What makes greatness?
A very exciting weekend for horse-racing as after 37 years we finally have a Triple Crown winner in American Pharoah! I was walking by a sports bar and decided I wouldn’t linger because of the stream of disappointments over the years. I have written about competition and racehorses before — see Horse Sense. But this was a very special victory. I have been thinking a lot more about competition after reading Peter Thiel’s book. The parallels to racing are perhaps not obvious as horse-racing is becoming increasingly arcane in an era of professional team sports. But one of Thiel’s more interesting premises is that competition is a destructive force.

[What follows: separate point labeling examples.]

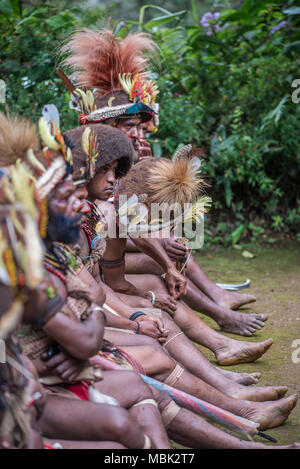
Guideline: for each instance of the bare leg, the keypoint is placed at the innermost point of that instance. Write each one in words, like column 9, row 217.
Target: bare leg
column 158, row 364
column 199, row 299
column 242, row 378
column 130, row 390
column 228, row 320
column 222, row 297
column 98, row 422
column 139, row 263
column 226, row 350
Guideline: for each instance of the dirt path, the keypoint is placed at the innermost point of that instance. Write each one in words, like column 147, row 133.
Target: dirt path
column 275, row 281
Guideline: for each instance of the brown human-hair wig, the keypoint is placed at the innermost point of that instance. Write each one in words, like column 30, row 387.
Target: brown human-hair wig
column 112, row 145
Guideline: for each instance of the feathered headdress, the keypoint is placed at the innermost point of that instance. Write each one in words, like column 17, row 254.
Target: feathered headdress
column 116, row 69
column 21, row 250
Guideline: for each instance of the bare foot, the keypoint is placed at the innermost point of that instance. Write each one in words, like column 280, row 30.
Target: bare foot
column 258, row 394
column 271, row 414
column 241, row 378
column 233, row 300
column 241, row 323
column 235, row 352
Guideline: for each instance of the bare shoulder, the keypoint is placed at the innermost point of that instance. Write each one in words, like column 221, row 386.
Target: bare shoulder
column 107, row 209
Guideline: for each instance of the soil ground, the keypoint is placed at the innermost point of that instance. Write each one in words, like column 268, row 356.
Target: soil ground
column 275, row 281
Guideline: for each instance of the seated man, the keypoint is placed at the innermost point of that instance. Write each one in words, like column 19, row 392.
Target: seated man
column 101, row 182
column 79, row 335
column 116, row 70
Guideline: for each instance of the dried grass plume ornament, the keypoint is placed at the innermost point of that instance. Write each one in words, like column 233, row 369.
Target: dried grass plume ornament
column 115, row 69
column 161, row 181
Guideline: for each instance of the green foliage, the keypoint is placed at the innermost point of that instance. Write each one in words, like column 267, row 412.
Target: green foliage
column 225, row 87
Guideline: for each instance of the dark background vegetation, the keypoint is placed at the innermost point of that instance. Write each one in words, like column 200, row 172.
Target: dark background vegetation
column 225, row 86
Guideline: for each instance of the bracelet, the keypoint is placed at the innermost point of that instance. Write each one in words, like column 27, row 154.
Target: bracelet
column 153, row 297
column 138, row 328
column 135, row 315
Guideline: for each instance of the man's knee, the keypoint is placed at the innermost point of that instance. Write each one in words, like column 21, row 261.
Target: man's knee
column 139, row 390
column 119, row 424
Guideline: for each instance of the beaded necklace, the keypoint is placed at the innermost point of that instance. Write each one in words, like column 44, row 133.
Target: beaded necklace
column 57, row 262
column 90, row 222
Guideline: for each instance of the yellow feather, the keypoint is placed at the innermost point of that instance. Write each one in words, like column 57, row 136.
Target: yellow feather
column 85, row 140
column 46, row 136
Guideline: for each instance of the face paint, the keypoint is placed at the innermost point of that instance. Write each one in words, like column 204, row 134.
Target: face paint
column 101, row 187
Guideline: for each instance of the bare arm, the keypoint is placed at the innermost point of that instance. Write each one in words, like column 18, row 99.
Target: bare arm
column 153, row 247
column 82, row 339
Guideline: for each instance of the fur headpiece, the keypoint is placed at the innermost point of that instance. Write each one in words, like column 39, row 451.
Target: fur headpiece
column 96, row 146
column 116, row 70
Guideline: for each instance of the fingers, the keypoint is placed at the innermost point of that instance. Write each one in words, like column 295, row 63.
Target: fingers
column 56, row 360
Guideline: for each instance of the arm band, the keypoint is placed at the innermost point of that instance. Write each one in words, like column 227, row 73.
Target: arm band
column 135, row 315
column 116, row 263
column 153, row 297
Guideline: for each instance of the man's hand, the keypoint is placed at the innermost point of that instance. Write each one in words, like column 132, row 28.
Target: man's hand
column 64, row 366
column 165, row 302
column 176, row 283
column 153, row 327
column 175, row 250
column 144, row 150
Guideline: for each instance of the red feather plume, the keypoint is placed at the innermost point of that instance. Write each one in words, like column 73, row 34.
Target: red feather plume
column 96, row 58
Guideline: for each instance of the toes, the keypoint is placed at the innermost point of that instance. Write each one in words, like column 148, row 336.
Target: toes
column 267, row 344
column 256, row 375
column 262, row 317
column 281, row 390
column 259, row 323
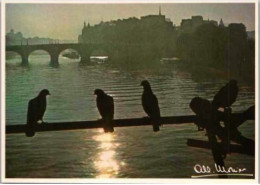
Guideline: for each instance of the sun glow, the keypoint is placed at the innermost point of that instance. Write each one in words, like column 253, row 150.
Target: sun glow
column 106, row 164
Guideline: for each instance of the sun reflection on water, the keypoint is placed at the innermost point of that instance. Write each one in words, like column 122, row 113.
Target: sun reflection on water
column 106, row 163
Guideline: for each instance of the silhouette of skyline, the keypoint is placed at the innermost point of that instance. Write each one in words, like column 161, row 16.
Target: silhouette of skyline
column 64, row 21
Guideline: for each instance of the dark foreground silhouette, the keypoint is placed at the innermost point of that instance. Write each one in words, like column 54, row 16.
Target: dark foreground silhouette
column 105, row 105
column 150, row 105
column 226, row 96
column 208, row 117
column 35, row 113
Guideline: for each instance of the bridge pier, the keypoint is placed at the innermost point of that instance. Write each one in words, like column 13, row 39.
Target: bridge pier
column 25, row 58
column 54, row 60
column 85, row 59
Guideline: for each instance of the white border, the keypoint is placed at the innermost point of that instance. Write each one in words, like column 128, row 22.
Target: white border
column 123, row 180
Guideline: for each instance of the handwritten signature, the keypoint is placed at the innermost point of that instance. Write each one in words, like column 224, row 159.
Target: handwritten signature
column 204, row 169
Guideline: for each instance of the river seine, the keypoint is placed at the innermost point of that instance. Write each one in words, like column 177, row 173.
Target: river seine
column 130, row 152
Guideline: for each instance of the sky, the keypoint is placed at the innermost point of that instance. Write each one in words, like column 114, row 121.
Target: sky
column 65, row 21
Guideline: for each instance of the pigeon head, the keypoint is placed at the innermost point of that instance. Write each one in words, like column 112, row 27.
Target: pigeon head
column 99, row 92
column 145, row 84
column 233, row 82
column 44, row 93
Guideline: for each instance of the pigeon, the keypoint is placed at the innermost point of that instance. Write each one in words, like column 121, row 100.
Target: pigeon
column 226, row 96
column 150, row 105
column 105, row 105
column 35, row 112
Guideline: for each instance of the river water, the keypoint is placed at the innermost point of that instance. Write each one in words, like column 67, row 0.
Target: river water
column 135, row 152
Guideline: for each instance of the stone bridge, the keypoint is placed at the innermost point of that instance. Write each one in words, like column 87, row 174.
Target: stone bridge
column 54, row 50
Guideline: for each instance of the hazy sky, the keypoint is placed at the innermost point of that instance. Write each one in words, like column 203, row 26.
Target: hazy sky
column 65, row 21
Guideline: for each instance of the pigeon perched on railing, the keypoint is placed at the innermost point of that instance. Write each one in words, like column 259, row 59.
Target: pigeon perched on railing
column 35, row 113
column 105, row 105
column 226, row 96
column 150, row 105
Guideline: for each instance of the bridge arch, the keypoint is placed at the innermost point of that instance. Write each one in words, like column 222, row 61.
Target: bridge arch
column 70, row 53
column 13, row 56
column 39, row 55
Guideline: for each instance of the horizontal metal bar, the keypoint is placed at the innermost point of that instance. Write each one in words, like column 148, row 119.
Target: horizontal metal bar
column 10, row 129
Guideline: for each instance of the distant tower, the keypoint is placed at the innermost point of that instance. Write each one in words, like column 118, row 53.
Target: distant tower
column 221, row 24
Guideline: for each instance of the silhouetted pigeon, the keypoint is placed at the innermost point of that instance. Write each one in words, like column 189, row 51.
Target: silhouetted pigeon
column 150, row 105
column 36, row 110
column 226, row 96
column 105, row 105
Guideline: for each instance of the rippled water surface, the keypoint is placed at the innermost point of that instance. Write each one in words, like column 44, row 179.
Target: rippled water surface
column 135, row 152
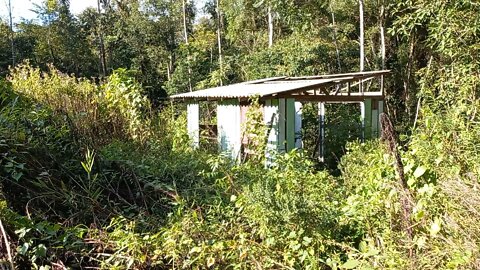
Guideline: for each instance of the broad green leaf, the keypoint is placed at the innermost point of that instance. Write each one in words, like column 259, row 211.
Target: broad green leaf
column 350, row 264
column 419, row 171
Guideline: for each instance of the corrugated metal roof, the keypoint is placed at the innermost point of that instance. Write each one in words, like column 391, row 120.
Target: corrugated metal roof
column 277, row 85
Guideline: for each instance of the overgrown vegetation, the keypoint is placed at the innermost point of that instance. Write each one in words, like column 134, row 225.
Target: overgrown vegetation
column 92, row 175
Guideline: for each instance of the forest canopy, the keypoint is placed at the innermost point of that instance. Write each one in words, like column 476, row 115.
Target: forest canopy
column 96, row 168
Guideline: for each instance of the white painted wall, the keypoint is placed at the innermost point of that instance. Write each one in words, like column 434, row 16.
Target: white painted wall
column 229, row 127
column 193, row 123
column 298, row 125
column 270, row 118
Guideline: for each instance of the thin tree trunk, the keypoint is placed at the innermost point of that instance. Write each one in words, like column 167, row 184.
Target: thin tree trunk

There is no more explicit competition than a horse-race — the team behind a race-horse is massive including even barnyard animals but there are some qualities that make great horses different. I rewatched the Kentucky Derby, the Preakness and the Belmont stakes for American Pharoah and was very impressed in particular about the Preakness win — it was a very slushy track and he won with a good lead.
Still I couldn’t help reflecting on a more important racehorse in history — Secretariat — the Triple Crown winner in 1973 — he was the 9th Triple Crown winner and the first in 25 years. He was a giant tank of a horse — a chestnut called Big Red — there hasn’t been a racehorse like him since. He still holds the record for the Triple Crown all three races.
History is important — there is a link to the past in American Pharoah — Terilingua — one of Secretariat’s fillies — he was known as a more influential sire of fillies than colts is the great-grand-dam of American Pharoah. But it’s hard to speculate on the genetics of things though I will write very soon about how a predisposition to tanning can be traced to a gene.
What’s interesting is Secretariat — he really is the unicorn of horse-racing — didn’t have an auspicious start to his career — he was a skittish starter out of the gates and had a victory of his reversed for hedging in another horse. This was something that continued into his crowning days — he was last out of the gates for the Derby and made a leisurely way to the lead before he set the record. This makes his Derby record a result of fine competition by Sham who would have been a Triple Crown contender in any other year. His Preakness win was by 2 and 1/2 lengths and impressive.
But to understand racing greatness you have to see Secretariat at Belmont — it is the most beautiful horse race and I wish dearly I had been alive then to see it — he wins by 31 lengths — he is only in competition with himself. That is what defines greatness — it’s not the records — it’s a horse running his own race heedless of the environment — the purest athleticism ignoring competition. As impressive as American Pharoah’s win is he is still not a Secretariat — that is what makes greatness and I feel what Peter Thiel was talking about. It’s not merely about finding a race you want to win but a race you will be running with your heart out even after you’ve “won”. Maybe it’s easier if you’re a horse but it’s a worthy goal for everyone.
Ha — apparently not a unique comparison — see Nate Silver’s blog for more interesting data!